I'm confident in my navigation now. I understand my nutrition needs. I know how to manage self-doubt. I've fallen on trails and gotten back up. I've learned what gear works and what doesn't. I've experienced what it means to be properly supported by a community of runners who share this vision.


2025 is closing with gratitude to Kshitish, Nakul, Chetan and everyone in the CapitalTrails and Summit Run community who made these races possible. You've given me not just events to run, but a lens through which to see myself as an athlete and an adventurer.

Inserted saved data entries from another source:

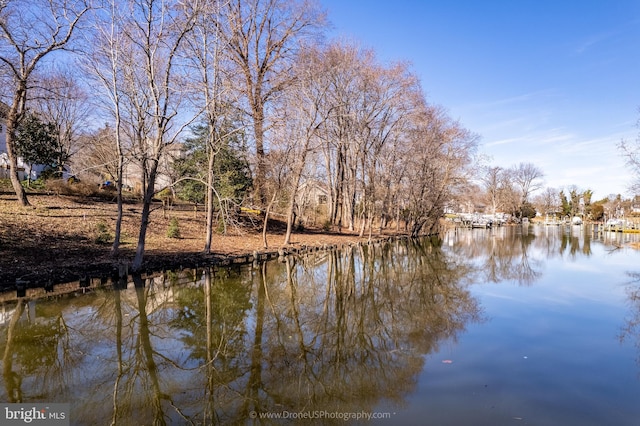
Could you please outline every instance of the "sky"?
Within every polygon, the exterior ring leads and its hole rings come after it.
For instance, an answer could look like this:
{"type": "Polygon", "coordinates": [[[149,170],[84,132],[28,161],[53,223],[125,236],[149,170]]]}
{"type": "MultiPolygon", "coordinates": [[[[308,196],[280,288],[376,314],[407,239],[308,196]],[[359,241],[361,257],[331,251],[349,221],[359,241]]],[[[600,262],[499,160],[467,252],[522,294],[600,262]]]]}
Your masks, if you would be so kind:
{"type": "Polygon", "coordinates": [[[320,2],[331,38],[411,63],[487,164],[533,163],[545,187],[594,200],[632,195],[618,144],[640,132],[640,1],[320,2]]]}

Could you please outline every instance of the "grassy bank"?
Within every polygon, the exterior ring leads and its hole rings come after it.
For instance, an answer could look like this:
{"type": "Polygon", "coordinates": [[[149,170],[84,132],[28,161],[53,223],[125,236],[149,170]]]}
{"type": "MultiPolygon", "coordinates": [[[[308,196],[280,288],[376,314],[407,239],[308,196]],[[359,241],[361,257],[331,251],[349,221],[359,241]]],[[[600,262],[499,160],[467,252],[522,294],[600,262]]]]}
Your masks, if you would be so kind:
{"type": "MultiPolygon", "coordinates": [[[[30,194],[29,201],[32,206],[22,207],[12,193],[0,194],[1,288],[15,286],[16,280],[39,286],[110,273],[133,259],[142,208],[137,202],[130,200],[124,206],[122,250],[114,258],[110,249],[116,204],[110,197],[41,192],[30,194]]],[[[260,230],[260,218],[249,214],[242,226],[229,228],[227,235],[215,235],[212,254],[204,255],[204,212],[190,205],[163,209],[157,203],[147,233],[145,268],[202,265],[264,252],[260,230]]],[[[284,248],[283,240],[284,226],[274,221],[268,233],[269,249],[284,248]]],[[[310,228],[294,234],[287,249],[365,240],[355,234],[310,228]]]]}

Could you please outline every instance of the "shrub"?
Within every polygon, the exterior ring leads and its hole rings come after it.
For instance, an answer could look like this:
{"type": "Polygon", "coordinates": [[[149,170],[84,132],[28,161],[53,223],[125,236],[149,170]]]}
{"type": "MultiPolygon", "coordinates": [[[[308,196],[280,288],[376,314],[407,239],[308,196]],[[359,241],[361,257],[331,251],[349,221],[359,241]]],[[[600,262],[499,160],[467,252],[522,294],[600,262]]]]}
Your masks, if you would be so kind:
{"type": "Polygon", "coordinates": [[[169,229],[167,229],[167,237],[180,238],[180,226],[178,224],[178,219],[176,219],[175,217],[169,221],[169,229]]]}
{"type": "Polygon", "coordinates": [[[44,183],[44,188],[56,195],[95,197],[102,194],[96,185],[86,182],[69,182],[66,179],[50,179],[44,183]]]}
{"type": "Polygon", "coordinates": [[[97,244],[109,244],[112,239],[113,236],[111,235],[111,232],[109,232],[107,224],[104,221],[98,222],[96,225],[96,237],[94,241],[97,244]]]}
{"type": "Polygon", "coordinates": [[[171,201],[173,200],[173,193],[170,188],[165,188],[158,192],[155,198],[161,200],[163,204],[171,204],[171,201]]]}
{"type": "Polygon", "coordinates": [[[20,181],[20,183],[24,188],[28,188],[28,189],[44,189],[46,186],[46,181],[40,178],[32,181],[25,179],[23,181],[20,181]]]}
{"type": "MultiPolygon", "coordinates": [[[[36,180],[31,182],[31,186],[33,187],[33,184],[36,182],[38,181],[36,180]]],[[[51,179],[51,180],[44,181],[43,184],[44,184],[44,189],[46,189],[49,192],[53,192],[56,195],[72,195],[71,188],[69,187],[69,185],[65,180],[51,179]]]]}

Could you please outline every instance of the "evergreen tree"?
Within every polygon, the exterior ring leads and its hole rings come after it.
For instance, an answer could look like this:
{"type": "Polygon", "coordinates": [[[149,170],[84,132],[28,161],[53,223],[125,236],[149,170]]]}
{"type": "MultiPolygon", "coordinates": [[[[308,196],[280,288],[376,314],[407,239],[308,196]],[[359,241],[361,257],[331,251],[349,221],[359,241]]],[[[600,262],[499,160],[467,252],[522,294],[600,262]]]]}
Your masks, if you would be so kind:
{"type": "Polygon", "coordinates": [[[564,194],[564,191],[560,191],[560,204],[560,207],[562,208],[562,216],[571,214],[571,203],[564,194]]]}
{"type": "Polygon", "coordinates": [[[16,134],[16,152],[22,161],[29,164],[29,183],[34,164],[58,167],[56,143],[56,126],[53,123],[43,123],[34,114],[22,120],[16,134]]]}
{"type": "MultiPolygon", "coordinates": [[[[203,204],[206,195],[206,177],[208,167],[207,127],[193,128],[193,138],[184,144],[185,158],[177,160],[174,167],[179,183],[176,194],[183,200],[203,204]]],[[[217,207],[220,203],[240,204],[251,189],[251,172],[245,160],[245,149],[239,136],[225,139],[215,153],[214,188],[217,193],[217,207]]]]}

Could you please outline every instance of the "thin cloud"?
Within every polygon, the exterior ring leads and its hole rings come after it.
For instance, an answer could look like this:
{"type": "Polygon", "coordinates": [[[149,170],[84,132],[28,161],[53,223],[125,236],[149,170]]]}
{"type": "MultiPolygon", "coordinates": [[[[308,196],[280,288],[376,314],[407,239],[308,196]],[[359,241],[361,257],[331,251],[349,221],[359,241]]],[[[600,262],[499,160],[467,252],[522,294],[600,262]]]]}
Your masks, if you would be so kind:
{"type": "Polygon", "coordinates": [[[608,39],[611,39],[620,34],[619,30],[616,31],[608,31],[604,33],[594,34],[585,40],[576,50],[575,53],[578,55],[582,55],[587,50],[590,50],[593,46],[600,44],[608,39]]]}
{"type": "Polygon", "coordinates": [[[580,46],[575,49],[575,53],[581,55],[600,43],[622,35],[623,33],[633,29],[633,27],[637,26],[638,24],[640,24],[640,19],[633,19],[620,25],[615,30],[603,31],[593,34],[590,37],[587,37],[586,40],[584,40],[582,44],[580,44],[580,46]]]}
{"type": "Polygon", "coordinates": [[[555,129],[552,129],[551,134],[543,135],[542,137],[538,137],[536,140],[539,145],[548,145],[552,143],[555,144],[557,142],[573,141],[575,138],[576,135],[573,133],[557,133],[555,132],[555,129]]]}
{"type": "Polygon", "coordinates": [[[506,145],[509,143],[513,143],[513,142],[522,142],[524,141],[524,138],[510,138],[510,139],[502,139],[502,140],[498,140],[498,141],[493,141],[493,142],[487,142],[484,144],[485,147],[492,147],[492,146],[498,146],[498,145],[506,145]]]}
{"type": "Polygon", "coordinates": [[[506,145],[512,143],[526,144],[528,146],[542,146],[555,144],[558,142],[568,142],[575,140],[575,135],[572,133],[563,132],[562,129],[550,129],[543,133],[530,133],[525,136],[499,139],[496,141],[490,141],[484,144],[485,147],[490,148],[499,145],[506,145]]]}
{"type": "Polygon", "coordinates": [[[532,100],[539,100],[539,99],[547,99],[547,98],[551,98],[551,97],[557,97],[558,95],[559,95],[559,92],[558,92],[557,89],[553,89],[553,88],[542,89],[542,90],[536,90],[534,92],[523,93],[521,95],[510,96],[508,98],[502,98],[502,99],[496,99],[496,100],[488,101],[488,102],[476,103],[476,104],[470,105],[469,107],[470,108],[478,108],[478,109],[494,108],[494,107],[499,107],[499,106],[514,105],[514,104],[519,104],[519,103],[530,102],[532,100]]]}

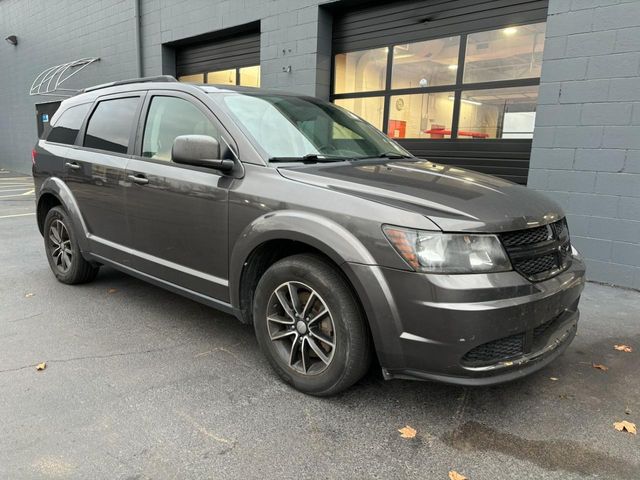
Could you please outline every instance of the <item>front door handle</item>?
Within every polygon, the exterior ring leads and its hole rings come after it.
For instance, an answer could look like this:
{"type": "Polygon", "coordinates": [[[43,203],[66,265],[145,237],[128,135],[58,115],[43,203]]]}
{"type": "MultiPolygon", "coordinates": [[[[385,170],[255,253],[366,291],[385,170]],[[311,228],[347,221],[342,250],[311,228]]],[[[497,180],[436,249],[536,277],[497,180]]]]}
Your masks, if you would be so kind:
{"type": "Polygon", "coordinates": [[[143,175],[127,175],[127,178],[138,185],[146,185],[149,183],[149,179],[143,175]]]}
{"type": "Polygon", "coordinates": [[[70,168],[72,170],[79,170],[80,169],[80,165],[78,165],[76,162],[66,162],[64,164],[65,167],[70,168]]]}

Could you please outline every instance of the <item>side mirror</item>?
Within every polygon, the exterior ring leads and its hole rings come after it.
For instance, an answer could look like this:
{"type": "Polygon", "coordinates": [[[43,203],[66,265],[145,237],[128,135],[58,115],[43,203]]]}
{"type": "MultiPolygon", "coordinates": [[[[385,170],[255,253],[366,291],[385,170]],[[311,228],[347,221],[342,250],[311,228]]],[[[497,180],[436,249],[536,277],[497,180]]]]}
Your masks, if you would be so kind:
{"type": "Polygon", "coordinates": [[[220,158],[220,144],[208,135],[180,135],[173,141],[171,160],[184,165],[208,167],[221,172],[230,172],[233,160],[220,158]]]}

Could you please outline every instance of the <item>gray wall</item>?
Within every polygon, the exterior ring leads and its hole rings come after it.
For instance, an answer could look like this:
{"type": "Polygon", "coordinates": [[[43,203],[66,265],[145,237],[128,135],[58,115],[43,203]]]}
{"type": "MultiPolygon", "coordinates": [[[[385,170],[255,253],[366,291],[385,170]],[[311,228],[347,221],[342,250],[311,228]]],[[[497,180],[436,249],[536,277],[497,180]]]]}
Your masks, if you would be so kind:
{"type": "MultiPolygon", "coordinates": [[[[100,62],[72,87],[136,76],[135,0],[0,1],[0,167],[30,169],[45,68],[100,62]]],[[[163,44],[261,21],[262,85],[327,97],[327,0],[140,0],[143,71],[171,73],[163,44]],[[291,72],[283,69],[291,66],[291,72]]],[[[640,288],[640,0],[550,0],[529,185],[569,212],[593,280],[640,288]]]]}
{"type": "MultiPolygon", "coordinates": [[[[328,97],[331,22],[318,8],[327,0],[140,1],[145,75],[173,73],[165,43],[261,20],[262,85],[328,97]]],[[[28,95],[39,72],[97,56],[100,62],[78,74],[71,87],[137,75],[134,2],[0,1],[1,36],[14,34],[19,42],[0,42],[0,167],[31,168],[34,105],[55,99],[28,95]]]]}
{"type": "Polygon", "coordinates": [[[640,1],[551,0],[529,187],[568,212],[588,276],[640,288],[640,1]]]}

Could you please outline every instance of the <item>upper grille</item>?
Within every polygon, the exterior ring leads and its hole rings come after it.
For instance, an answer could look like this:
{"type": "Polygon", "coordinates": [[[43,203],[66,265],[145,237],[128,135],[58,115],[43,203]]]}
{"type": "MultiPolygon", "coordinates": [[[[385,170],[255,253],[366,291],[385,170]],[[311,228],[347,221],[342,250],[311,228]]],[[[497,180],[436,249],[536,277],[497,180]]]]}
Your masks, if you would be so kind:
{"type": "Polygon", "coordinates": [[[542,227],[530,228],[528,230],[519,230],[517,232],[507,232],[502,234],[502,243],[505,247],[514,247],[517,245],[530,245],[532,243],[540,243],[551,238],[551,230],[547,225],[542,227]]]}
{"type": "Polygon", "coordinates": [[[513,268],[531,281],[546,280],[569,266],[571,243],[565,219],[502,233],[500,240],[513,268]]]}

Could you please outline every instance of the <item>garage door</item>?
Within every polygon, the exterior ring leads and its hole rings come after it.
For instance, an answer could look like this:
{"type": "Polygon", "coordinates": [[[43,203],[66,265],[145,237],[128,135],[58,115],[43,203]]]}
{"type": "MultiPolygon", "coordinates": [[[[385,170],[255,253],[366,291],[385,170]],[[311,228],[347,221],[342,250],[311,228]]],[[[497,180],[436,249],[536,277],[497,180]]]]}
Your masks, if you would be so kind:
{"type": "Polygon", "coordinates": [[[260,33],[232,35],[176,48],[178,80],[260,86],[260,33]]]}
{"type": "Polygon", "coordinates": [[[332,100],[416,155],[526,183],[547,3],[336,7],[332,100]]]}

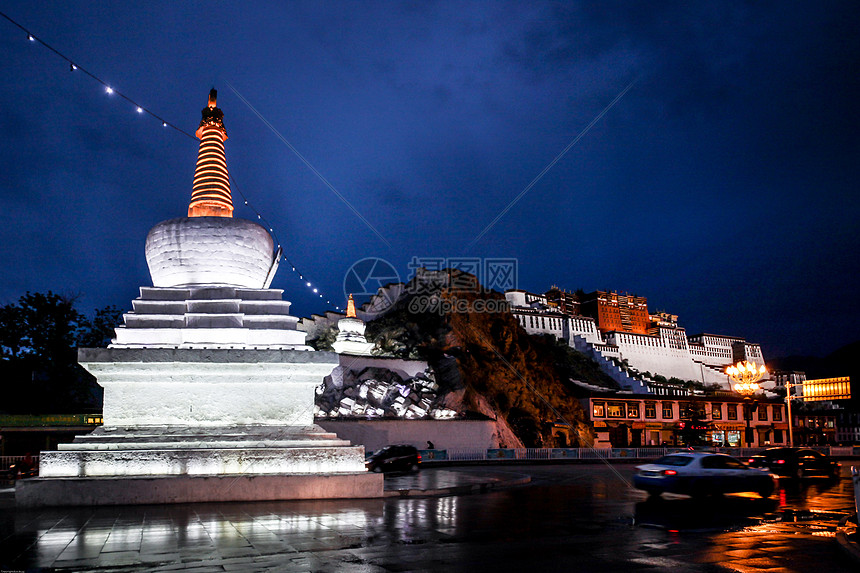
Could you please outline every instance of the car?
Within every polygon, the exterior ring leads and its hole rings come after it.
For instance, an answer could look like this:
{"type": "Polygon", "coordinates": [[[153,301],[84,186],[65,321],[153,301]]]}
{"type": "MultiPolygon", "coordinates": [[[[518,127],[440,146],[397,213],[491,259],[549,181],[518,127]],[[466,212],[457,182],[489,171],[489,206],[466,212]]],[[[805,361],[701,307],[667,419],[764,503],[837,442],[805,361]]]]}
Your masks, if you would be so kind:
{"type": "Polygon", "coordinates": [[[421,454],[415,446],[394,445],[372,453],[364,466],[372,472],[417,472],[420,463],[421,454]]]}
{"type": "Polygon", "coordinates": [[[830,456],[810,448],[768,448],[747,458],[747,463],[791,479],[838,479],[842,469],[842,465],[830,456]]]}
{"type": "Polygon", "coordinates": [[[778,484],[767,470],[710,452],[678,452],[636,467],[633,486],[652,496],[680,493],[693,497],[751,491],[769,497],[778,484]]]}

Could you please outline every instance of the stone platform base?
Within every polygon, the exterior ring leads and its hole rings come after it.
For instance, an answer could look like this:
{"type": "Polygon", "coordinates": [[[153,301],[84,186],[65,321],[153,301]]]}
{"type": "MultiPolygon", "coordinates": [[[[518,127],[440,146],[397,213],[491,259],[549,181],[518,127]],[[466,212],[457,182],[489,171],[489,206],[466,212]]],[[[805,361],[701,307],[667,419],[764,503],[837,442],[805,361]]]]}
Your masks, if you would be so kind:
{"type": "Polygon", "coordinates": [[[382,497],[382,474],[32,478],[15,488],[19,507],[382,497]]]}

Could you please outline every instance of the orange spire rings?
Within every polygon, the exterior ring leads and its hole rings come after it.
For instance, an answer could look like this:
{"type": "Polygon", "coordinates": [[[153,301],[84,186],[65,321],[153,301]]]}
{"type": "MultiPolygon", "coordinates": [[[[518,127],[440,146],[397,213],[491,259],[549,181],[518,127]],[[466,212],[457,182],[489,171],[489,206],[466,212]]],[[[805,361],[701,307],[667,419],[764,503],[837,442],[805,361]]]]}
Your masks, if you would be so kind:
{"type": "Polygon", "coordinates": [[[216,107],[213,89],[209,94],[209,105],[203,109],[203,120],[195,135],[200,138],[197,152],[197,170],[191,189],[189,217],[232,217],[233,197],[230,194],[230,175],[224,155],[224,140],[227,133],[222,121],[223,114],[216,107]]]}

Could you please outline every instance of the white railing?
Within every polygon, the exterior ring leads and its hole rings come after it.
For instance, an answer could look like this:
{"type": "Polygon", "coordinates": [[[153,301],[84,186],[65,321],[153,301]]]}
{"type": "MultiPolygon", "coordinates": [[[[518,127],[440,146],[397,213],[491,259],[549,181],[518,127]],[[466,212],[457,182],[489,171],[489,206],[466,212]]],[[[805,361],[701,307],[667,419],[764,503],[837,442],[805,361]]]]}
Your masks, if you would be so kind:
{"type": "Polygon", "coordinates": [[[442,451],[447,452],[450,461],[475,462],[487,459],[487,450],[484,448],[449,448],[442,451]]]}
{"type": "MultiPolygon", "coordinates": [[[[0,456],[0,470],[8,470],[9,466],[17,462],[23,462],[27,456],[0,456]]],[[[34,467],[39,467],[39,456],[30,456],[34,467]]]]}

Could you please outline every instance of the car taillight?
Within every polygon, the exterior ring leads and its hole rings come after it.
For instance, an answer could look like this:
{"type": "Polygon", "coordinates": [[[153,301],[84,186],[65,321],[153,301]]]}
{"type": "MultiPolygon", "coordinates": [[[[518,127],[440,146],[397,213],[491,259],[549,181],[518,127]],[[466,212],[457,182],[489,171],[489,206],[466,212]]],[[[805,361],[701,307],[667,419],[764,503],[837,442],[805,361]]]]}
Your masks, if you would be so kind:
{"type": "Polygon", "coordinates": [[[778,464],[784,464],[784,463],[785,463],[785,460],[776,460],[776,463],[778,463],[778,464]]]}
{"type": "Polygon", "coordinates": [[[678,472],[676,472],[675,470],[663,470],[663,475],[664,476],[674,476],[674,475],[678,475],[678,472]]]}
{"type": "Polygon", "coordinates": [[[421,461],[421,454],[418,454],[418,461],[421,461]]]}
{"type": "Polygon", "coordinates": [[[748,463],[748,464],[751,464],[751,463],[753,463],[754,461],[755,461],[754,459],[750,458],[750,459],[748,459],[748,460],[747,460],[747,463],[748,463]]]}

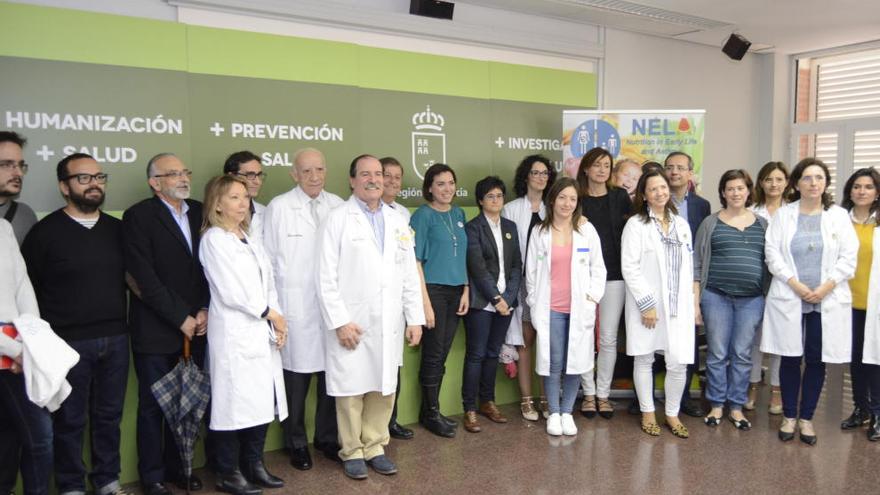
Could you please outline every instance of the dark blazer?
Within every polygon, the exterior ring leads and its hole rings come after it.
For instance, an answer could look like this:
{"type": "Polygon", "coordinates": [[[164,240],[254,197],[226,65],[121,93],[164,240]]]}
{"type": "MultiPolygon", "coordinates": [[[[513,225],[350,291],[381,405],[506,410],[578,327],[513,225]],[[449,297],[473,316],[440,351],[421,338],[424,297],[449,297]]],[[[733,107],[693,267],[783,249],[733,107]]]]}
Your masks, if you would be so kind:
{"type": "Polygon", "coordinates": [[[520,284],[522,283],[522,256],[516,224],[506,218],[501,219],[501,240],[504,246],[504,293],[498,292],[498,246],[486,216],[480,213],[464,227],[467,232],[467,268],[470,281],[470,306],[483,309],[500,295],[510,307],[517,305],[520,284]]]}
{"type": "MultiPolygon", "coordinates": [[[[140,294],[129,304],[131,347],[135,353],[180,352],[180,325],[208,307],[208,282],[199,262],[202,204],[186,200],[192,252],[168,207],[154,196],[122,216],[125,267],[140,294]]],[[[205,337],[193,338],[193,352],[204,350],[205,337]]]]}
{"type": "Polygon", "coordinates": [[[687,196],[684,197],[684,200],[687,202],[687,221],[688,225],[691,227],[691,239],[696,239],[697,229],[700,228],[700,224],[703,223],[703,220],[705,220],[706,217],[712,214],[712,206],[702,196],[695,192],[688,192],[687,196]]]}

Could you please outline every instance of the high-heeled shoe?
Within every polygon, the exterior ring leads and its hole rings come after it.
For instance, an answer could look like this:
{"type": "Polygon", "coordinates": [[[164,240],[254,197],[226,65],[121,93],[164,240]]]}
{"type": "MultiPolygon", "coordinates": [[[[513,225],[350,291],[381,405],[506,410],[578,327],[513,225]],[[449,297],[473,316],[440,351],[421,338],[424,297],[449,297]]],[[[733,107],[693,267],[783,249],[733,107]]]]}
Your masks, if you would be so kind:
{"type": "Polygon", "coordinates": [[[801,442],[807,445],[816,445],[816,430],[813,429],[813,422],[808,419],[798,420],[798,432],[800,433],[801,442]]]}
{"type": "Polygon", "coordinates": [[[782,424],[779,425],[779,439],[788,442],[794,438],[794,429],[797,426],[797,419],[782,418],[782,424]]]}
{"type": "Polygon", "coordinates": [[[532,404],[531,396],[523,397],[522,400],[520,400],[519,411],[522,413],[523,419],[528,421],[538,420],[538,411],[535,410],[535,405],[532,404]]]}
{"type": "Polygon", "coordinates": [[[746,411],[754,411],[755,403],[758,401],[758,390],[760,390],[760,383],[752,383],[749,385],[749,396],[746,400],[746,403],[743,404],[743,409],[746,411]]]}

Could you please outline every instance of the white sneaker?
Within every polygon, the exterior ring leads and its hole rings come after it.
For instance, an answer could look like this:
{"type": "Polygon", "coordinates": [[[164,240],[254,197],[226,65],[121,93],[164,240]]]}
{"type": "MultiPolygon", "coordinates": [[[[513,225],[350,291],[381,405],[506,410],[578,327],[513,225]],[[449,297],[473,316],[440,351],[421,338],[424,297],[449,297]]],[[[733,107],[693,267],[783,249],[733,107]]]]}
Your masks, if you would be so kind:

2026 is calling, and I'm answering with everything I have.


finish line medal ceramic pot crouton plant

“The fog at Sohna cleared by noon, but it took longer to clear from my mind. Sometimes the races we run teach us less about our pace and more about what we're capable of enduring. Sometimes the finish line is just the beginning of an understanding”.

This post was voluntarily written and shared by a CapitalTrails member, and all experiences and opinions shared in the race report are the author's own.